The small chapel in the back dates to 1230. It was in this chapel that the 11-year old John Baptist de La Salle received the clerical tonsure on March 11, 1662, and was ordained to minor orders in 1668. The chapel had been re-constructed into a show-piece by Le Tellier and De La Salle’s surroundings for his receiving minor orders were more magnificent than they had been for the kings crowned there. De La Salle was subjected to many a humiliation in this palace at the hands of Le Tellier, who could not understand the canon’s desire to divest himself of ecclesiastical advancement and revenues in favor of this new work of educating the poor. In this palace, De La Salle also received Le Tellier’s approval for the Sisters of the Child Jesus.
Superior Role Reversal
When for a short time (1686 or 1687) De La Salle succeeded in having Brother Henri l’Heureux made Superior over him, the Archbishop immediately let his displeasure be known, being called on the carpet, as it were, because he had agreed to have a Brother be the Superior of the Brothers. De La Salle obeyed the Archbishop and again took up direction of the young Institute himself.

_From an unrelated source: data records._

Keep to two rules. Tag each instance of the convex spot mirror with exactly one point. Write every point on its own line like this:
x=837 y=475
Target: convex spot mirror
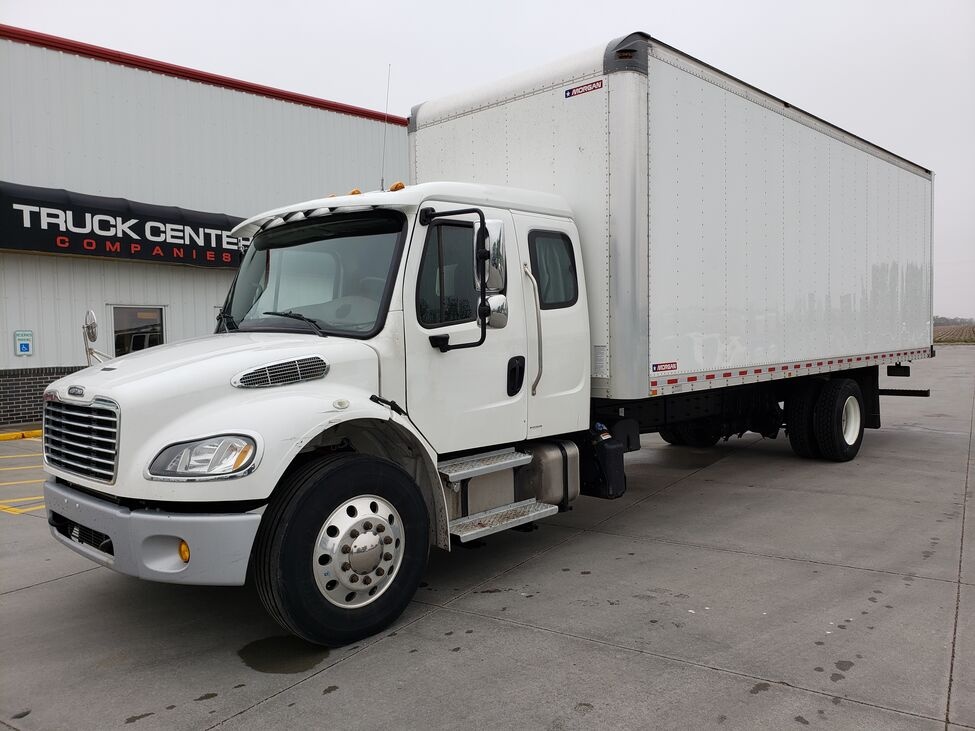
x=499 y=311
x=495 y=267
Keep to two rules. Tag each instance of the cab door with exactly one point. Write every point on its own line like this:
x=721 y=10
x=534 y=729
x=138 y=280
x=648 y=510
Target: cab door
x=557 y=324
x=472 y=397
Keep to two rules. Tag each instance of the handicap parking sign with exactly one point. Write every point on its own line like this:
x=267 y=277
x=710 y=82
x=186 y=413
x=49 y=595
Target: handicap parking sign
x=23 y=342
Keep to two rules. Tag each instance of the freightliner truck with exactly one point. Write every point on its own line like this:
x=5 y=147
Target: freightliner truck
x=631 y=242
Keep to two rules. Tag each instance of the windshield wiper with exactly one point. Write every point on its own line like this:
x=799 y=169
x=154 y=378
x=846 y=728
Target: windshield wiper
x=228 y=320
x=298 y=316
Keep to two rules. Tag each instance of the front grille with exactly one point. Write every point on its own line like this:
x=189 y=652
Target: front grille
x=81 y=534
x=283 y=373
x=82 y=438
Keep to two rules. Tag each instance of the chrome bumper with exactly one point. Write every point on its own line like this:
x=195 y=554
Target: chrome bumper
x=144 y=543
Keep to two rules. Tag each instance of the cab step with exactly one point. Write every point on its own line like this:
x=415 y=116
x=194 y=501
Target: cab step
x=499 y=519
x=464 y=468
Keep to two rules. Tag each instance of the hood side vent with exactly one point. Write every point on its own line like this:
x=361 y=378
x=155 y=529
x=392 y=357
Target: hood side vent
x=282 y=373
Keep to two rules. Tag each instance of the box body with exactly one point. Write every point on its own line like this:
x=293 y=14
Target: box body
x=727 y=236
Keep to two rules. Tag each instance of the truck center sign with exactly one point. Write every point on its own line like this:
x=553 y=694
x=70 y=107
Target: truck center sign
x=61 y=222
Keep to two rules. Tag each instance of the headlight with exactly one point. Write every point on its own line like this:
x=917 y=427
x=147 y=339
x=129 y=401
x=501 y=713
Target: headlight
x=221 y=455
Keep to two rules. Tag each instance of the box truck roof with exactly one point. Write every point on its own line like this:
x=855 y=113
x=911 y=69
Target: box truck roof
x=628 y=53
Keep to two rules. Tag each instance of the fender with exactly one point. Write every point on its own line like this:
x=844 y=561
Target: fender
x=375 y=429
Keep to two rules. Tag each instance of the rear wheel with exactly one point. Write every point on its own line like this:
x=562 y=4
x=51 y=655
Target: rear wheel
x=341 y=549
x=838 y=419
x=799 y=408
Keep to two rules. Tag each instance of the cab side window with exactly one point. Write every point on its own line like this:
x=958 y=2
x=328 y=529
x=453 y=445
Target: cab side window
x=554 y=267
x=445 y=292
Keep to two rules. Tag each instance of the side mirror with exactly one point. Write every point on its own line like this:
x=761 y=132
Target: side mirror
x=495 y=268
x=499 y=311
x=91 y=326
x=89 y=331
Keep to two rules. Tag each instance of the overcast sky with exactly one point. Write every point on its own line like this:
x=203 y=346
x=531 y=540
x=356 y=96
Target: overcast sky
x=898 y=73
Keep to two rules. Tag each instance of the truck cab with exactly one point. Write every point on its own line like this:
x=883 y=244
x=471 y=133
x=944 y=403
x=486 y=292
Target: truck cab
x=391 y=370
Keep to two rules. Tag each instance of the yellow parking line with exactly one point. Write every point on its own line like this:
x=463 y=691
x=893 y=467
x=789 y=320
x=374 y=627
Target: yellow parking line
x=19 y=511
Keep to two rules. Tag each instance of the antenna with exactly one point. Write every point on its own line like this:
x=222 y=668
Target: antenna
x=382 y=171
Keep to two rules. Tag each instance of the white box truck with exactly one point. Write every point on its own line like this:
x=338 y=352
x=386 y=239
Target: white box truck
x=630 y=242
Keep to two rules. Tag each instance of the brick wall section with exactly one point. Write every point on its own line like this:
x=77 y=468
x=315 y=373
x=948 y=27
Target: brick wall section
x=22 y=392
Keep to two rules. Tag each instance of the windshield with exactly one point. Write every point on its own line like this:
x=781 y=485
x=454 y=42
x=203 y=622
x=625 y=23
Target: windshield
x=337 y=271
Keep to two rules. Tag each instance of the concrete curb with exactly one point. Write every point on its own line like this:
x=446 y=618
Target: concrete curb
x=8 y=436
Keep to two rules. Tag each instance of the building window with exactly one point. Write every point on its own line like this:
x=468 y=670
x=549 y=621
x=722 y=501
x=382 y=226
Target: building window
x=554 y=268
x=137 y=328
x=445 y=292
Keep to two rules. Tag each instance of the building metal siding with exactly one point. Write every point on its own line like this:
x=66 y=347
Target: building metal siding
x=85 y=121
x=50 y=294
x=100 y=128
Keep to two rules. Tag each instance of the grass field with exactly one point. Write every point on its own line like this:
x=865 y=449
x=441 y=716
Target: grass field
x=954 y=334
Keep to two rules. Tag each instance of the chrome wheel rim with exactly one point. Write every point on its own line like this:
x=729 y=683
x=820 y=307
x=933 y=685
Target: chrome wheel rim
x=850 y=420
x=358 y=551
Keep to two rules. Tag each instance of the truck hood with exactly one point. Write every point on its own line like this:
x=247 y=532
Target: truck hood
x=202 y=368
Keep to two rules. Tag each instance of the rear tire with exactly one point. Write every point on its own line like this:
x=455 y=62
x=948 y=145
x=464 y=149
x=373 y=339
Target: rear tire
x=672 y=436
x=838 y=419
x=700 y=434
x=799 y=408
x=341 y=548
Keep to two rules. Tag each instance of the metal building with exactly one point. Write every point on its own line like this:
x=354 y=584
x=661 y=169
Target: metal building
x=120 y=177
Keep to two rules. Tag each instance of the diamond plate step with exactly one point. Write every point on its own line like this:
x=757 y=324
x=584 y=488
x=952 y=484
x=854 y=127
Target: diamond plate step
x=463 y=468
x=498 y=519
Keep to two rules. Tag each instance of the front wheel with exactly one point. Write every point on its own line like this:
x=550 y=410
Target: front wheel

Standing in the garden of the Archbishop’s Palace (or on the Cours Anatole France, adjacent) one can look across at the neighboring Bibliotheque Carnegie (post-1918) and see inscribed on the frieze beside the names of famed French writers and philosophers, those of Colbert, Le Tellier, and De La Salle. De La Salle’s name is partly concealed but is to be found in the corner, near Le Tellier’s name (at the corner of the Rue Voltaire).

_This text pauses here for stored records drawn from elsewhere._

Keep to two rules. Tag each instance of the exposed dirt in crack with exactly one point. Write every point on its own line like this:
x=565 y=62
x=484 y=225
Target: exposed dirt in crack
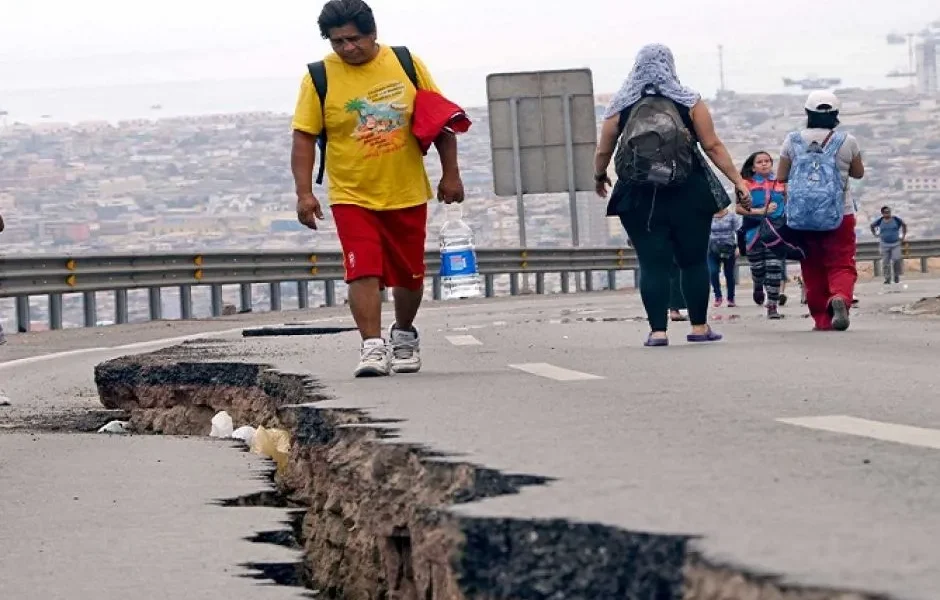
x=372 y=516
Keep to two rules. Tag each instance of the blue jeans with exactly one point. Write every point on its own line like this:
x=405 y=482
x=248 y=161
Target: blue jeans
x=715 y=266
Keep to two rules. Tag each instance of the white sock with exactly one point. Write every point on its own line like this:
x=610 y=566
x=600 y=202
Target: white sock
x=373 y=343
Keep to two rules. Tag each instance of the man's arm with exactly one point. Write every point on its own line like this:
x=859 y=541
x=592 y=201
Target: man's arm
x=307 y=124
x=450 y=188
x=856 y=167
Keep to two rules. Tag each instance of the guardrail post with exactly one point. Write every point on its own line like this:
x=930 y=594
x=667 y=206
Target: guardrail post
x=89 y=302
x=120 y=307
x=22 y=314
x=156 y=304
x=245 y=293
x=215 y=299
x=55 y=311
x=329 y=292
x=186 y=302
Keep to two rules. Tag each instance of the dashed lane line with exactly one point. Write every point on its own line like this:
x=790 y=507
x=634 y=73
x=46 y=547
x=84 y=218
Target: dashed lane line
x=464 y=340
x=877 y=430
x=552 y=372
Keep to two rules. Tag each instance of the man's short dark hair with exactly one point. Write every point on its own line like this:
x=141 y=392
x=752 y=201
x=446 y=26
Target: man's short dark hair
x=337 y=13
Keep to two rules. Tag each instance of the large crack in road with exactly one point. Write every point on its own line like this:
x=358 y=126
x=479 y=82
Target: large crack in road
x=372 y=516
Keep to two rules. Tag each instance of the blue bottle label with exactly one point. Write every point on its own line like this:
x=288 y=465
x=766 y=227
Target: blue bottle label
x=458 y=263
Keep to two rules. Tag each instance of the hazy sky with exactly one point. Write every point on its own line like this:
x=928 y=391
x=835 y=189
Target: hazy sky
x=62 y=43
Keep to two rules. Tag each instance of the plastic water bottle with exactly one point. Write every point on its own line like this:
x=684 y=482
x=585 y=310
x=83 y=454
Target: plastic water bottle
x=459 y=275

This palace was rebuilt between 1687 and 1692 under the episcopacy of Charles Maurice Le Tellier, a brother of the minister Mr. Louvois in Louis XIV’s government. Thirty French kings resided in this palace during their long coronation ceremonies (the ornaments used are preserved here) as well as superb tapestries and reliquaries. The palace was severely damaged by bombs in World War I but is now completely restored.
Palais du Tau Today
At the Palais du Tau (Episcopal Palace of Reims) are some of the huge statues from the exterior of Reims Cathedral which have since been replaced. In the museum are pictures of Reims Cathedral when it was damaged in 1918. There are also some stone water spouts here which now contain lead from the roof that had melted. The roof of the chapel had to be replaced after 1918. In the room to the right just as you come out of the chapel are stored a number of items belonging to De La Salle, including his paten (a large plate) and the water jug/cruet (both engraved with the family arms) that he is thought to have used at his first Mass (and possibly his chalice, too). The tapestries that sometimes adorn the cathedral itself are on display in the Palace, as well as some coronation robes.